Depuis une décennie, de nombreux travaux ont été consacrés à la thématique de la coexistence religieuse dans l’Europe moderne – un effet indéniable de l’apparition d’une coexistence inédite entre des sociétés largement sécularisées et leurs minorités musulmanes. Benjamin Kaplan a le grand mérite d’avoir réalisé une synthèse de ces recherches et d’en offrir une interprétation destinée non seulement à la communauté scientifique, mais également à un public plus large. Comme le sous-titre l’indique, B. Kaplan s’intéresse à la pratique de la tolérance plus qu’à son idée. Ce point fort de l’ouvrage va de pair avec la remise en cause du paradigme traditionnel selon lequel les Lumières auraient contribué à l’émergence de la tolérance. Le cadre retenu est particulièrement large, puisqu’il comprend l’ensemble de la chrétienté latine, soit l’Europe occidentale et centrale, mais aussi une partie de l’Europe orientale, et qu’il inclut non seulement les confessions chrétiennes, mais aussi les juifs et les musulmans.

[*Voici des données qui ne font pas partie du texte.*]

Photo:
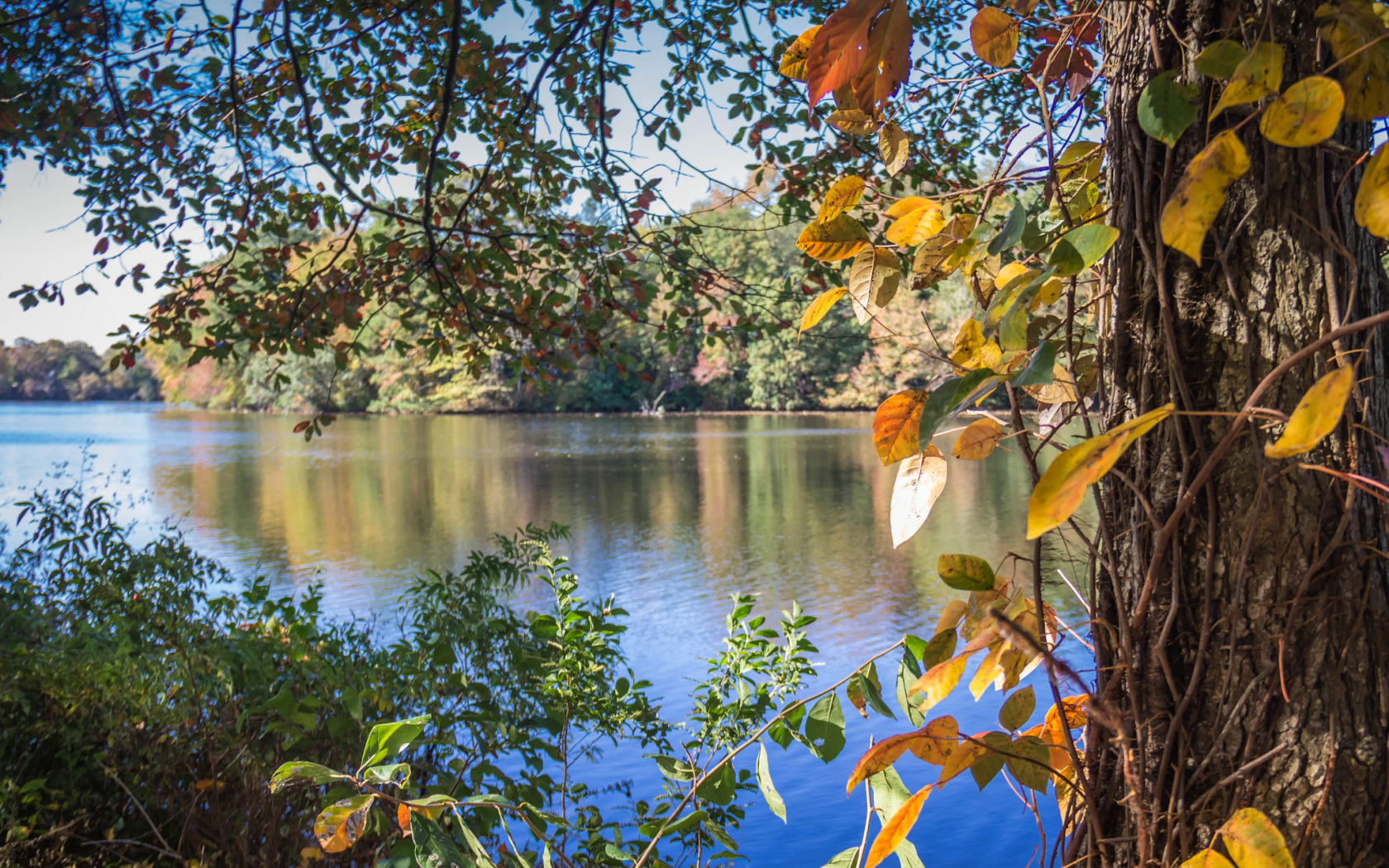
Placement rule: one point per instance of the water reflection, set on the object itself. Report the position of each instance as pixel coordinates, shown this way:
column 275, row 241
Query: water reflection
column 668, row 514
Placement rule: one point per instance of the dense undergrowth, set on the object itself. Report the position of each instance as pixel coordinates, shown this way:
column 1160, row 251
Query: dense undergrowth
column 146, row 698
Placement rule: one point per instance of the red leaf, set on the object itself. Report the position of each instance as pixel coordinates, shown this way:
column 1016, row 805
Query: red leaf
column 839, row 47
column 888, row 60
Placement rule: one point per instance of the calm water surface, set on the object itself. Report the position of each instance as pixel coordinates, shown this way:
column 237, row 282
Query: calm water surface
column 668, row 514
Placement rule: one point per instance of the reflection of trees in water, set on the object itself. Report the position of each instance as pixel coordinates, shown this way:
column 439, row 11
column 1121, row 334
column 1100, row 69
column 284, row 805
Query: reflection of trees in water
column 712, row 504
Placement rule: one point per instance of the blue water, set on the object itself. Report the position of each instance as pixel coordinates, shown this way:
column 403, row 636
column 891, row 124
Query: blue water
column 668, row 514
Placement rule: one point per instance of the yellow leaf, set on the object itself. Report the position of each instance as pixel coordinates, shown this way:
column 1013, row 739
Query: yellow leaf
column 1258, row 75
column 962, row 759
column 820, row 308
column 968, row 345
column 906, row 206
column 935, row 259
column 843, row 195
column 1081, row 160
column 341, row 824
column 895, row 831
column 1060, row 390
column 1011, row 273
column 1305, row 114
column 978, row 441
column 939, row 739
column 1207, row 859
column 1356, row 31
column 990, row 671
column 995, row 36
column 1189, row 214
column 794, row 61
column 917, row 224
column 895, row 147
column 950, row 617
column 835, row 239
column 1372, row 198
column 898, row 424
column 1062, row 488
column 872, row 281
column 920, row 481
column 881, row 756
column 1315, row 416
column 1254, row 842
column 855, row 122
column 939, row 681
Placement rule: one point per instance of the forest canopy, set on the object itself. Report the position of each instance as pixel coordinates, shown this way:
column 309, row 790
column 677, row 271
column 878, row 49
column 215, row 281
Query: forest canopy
column 1170, row 220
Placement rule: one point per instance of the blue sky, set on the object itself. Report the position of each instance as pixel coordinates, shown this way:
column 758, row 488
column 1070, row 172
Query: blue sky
column 42, row 236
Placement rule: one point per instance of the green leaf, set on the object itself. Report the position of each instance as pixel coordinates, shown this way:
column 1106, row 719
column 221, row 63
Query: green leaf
column 1082, row 247
column 915, row 647
column 966, row 573
column 1031, row 764
column 1039, row 370
column 825, row 728
column 1220, row 59
column 764, row 784
column 890, row 794
column 872, row 692
column 1017, row 708
column 484, row 860
column 1166, row 107
column 846, row 859
column 939, row 649
column 1011, row 232
column 990, row 764
column 905, row 681
column 720, row 786
column 434, row 846
column 290, row 774
column 386, row 741
column 396, row 774
column 946, row 399
column 672, row 768
column 721, row 835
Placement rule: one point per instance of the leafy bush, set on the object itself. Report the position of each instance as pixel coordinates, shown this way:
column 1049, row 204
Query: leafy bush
column 142, row 708
column 146, row 699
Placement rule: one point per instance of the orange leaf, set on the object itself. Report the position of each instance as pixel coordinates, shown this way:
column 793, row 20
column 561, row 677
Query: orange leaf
column 895, row 831
column 939, row 681
column 941, row 737
column 820, row 308
column 962, row 759
column 898, row 424
column 888, row 61
column 341, row 824
column 839, row 47
column 1062, row 488
column 794, row 61
column 881, row 756
column 978, row 441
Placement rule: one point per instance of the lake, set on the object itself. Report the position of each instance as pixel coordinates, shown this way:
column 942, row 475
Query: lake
column 668, row 514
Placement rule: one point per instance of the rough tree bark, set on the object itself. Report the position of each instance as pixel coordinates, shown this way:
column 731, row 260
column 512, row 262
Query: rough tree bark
column 1258, row 671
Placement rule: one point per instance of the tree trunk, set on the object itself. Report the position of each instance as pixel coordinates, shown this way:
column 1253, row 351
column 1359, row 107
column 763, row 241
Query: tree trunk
column 1249, row 649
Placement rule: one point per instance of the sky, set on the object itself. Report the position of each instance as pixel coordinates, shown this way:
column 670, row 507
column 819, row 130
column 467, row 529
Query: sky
column 42, row 236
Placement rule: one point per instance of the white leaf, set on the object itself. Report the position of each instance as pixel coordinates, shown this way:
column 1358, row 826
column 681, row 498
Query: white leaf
column 920, row 481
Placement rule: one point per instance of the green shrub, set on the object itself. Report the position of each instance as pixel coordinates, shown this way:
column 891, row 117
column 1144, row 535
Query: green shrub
column 143, row 708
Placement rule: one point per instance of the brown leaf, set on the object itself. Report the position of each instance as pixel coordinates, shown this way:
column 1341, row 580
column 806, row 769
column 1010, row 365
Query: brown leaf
column 839, row 47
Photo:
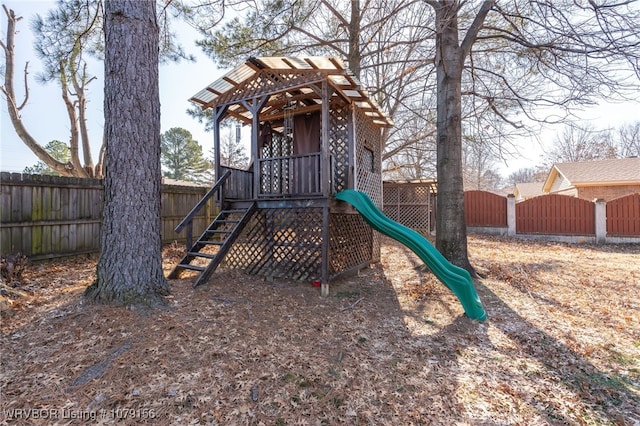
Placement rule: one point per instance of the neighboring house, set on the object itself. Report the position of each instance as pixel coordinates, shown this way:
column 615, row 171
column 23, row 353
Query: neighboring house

Si les historiens se sont longtemps concentrés sur les conflits, B. Kaplan ne tombe pas dans l’excès inverse, aussi la première partie de son ouvrage se rapporte-t-elle aux obstacles à la coexistence. Le premier chapitre, au caractère introductif, concerne l’opposition des Églises rivales à la tolérance. L’auteur y présente le paradigme allemand de la confessionnalisation, soit l’émergence des confessions concurrentes et leur entreprise de disciplinarisation des fidèles. Il insiste en particulier sur leur recherche d’uniformité, dont la mise en œuvre conduisit à la redéfinition des communautés : les liens étroits entre communauté civile et communauté sacrée entraînèrent la superposition entre paroisses d’une part, communes rurales et urbaines de l’autre.

B. Kaplan s’intéresse ensuite à la violence religieuse « populaire », dont il relève le caractère extraordinaire au cours de l’époque moderne. En s’appuyant notamment sur les travaux de Natalie Zemon Davis, il propose une stimulante typologie des conflits, généralement provoqués par trois types d’événements : les processions, la célébration des fêtes catholiques (et en particulier de la Fête-Dieu) et les funérailles. Enfin, il met en avant l’autre obstacle majeur à la pratique de la tolérance que constitue l’articulation entre appartenance confessionnelle et identité politique, avec l’imposition de l’uniformité confessionnelle par les souverains. Par-delà la question de l’application du principe de territorialité des confessions, plus ou moins réussie selon les [End Page 1060] pays, l’auteur souligne à juste titre comment les membres des minorités religieuses étaient souvent perçus comme des traîtres potentiels.

La deuxième partie de l’ouvrage, peut-être la plus innovante, est consacrée aux arrangements entre confessions. B. Kaplan rappelle à juste titre l’importance revêtue par la recherche d’unité religieuse tout au long de l’époque moderne, selon des modalités différentes : irénisme, par exemple dans les colloques de religion, ou compréhension, ainsi dans l’Église anglicane, voire arrangements locaux. Le chapitre relatif aux régions de frontières confessionnelles est particulièrement novateur. L’auteur montre que, dans certains territoires, la tolérance d’une minorité confessionnelle était rendue possible par la capacité qu’avaient ses membres de traverser la frontière pour pratiquer leur culte. Ce rapprochement physique créait une symbiose entre des communautés de confession différente, tandis que cette pratique respectait les frontières tout en les violant. Autre chapitre réussi, celui sur les Églises clandestines présentes dans les Provinces-Unies, mais aussi dans d’autres États sous d’autres formes. Une fiction culturelle qui, tout en assurant le monopole de l’Église officielle sur l’espace public, a...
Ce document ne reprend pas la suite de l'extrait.